In an earlier thread I explained about the multiple universes interpretation of quantum mechanics in case you need a refresher.

With multiple universes, there are no time inconsistencies or paradoxes or loops.

So you go back in time to kill your own grandfather (why you would want to do kill your own grandfather, is what never made sense to me, but let's proceed).

And you succeed, but are still around. How?

Obviously, you jumped to another identical universe, killed your other self's grandfather, thus destroying all of his descendants, which of course do not include you!

What about the "positioning" problems in the OP's post?
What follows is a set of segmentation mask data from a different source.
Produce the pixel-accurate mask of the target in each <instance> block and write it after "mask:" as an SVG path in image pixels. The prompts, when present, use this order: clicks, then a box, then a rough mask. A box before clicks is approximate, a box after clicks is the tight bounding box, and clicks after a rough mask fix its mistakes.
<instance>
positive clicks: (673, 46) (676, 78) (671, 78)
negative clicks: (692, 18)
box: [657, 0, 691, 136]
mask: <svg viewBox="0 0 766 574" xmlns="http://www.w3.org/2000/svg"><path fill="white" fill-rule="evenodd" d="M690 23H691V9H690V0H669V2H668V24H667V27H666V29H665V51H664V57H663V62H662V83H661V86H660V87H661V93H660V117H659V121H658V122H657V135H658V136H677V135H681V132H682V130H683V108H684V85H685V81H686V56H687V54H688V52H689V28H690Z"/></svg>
Again, no problem. Time jumps are possible between adjacent parallel universes. There is some kind of link, and you can time jump only because the link exists. So you get to the time and "place" you are aiming at instead of some random void, because without the link you couldn't get anywhere.

Any more questions :grin2:



It still doesn't work, because any time travel that will occur int he future has already happened, so things will be the same as the present.

IE: You will never go back in time to kill your grandfather because if you did, you had already done it back when he was alive. Remember, if you are going back in time, you already did it and the results are "your present".

:D

If you are not a decedent, than he is not a relative, and was not your grandfather....and you have simply murdered some stranger in another dimension....but, again, if you were going to go back an murder the poor guy, he died back then already...so, it already happened....and hes not there, now, to go back in time to kill.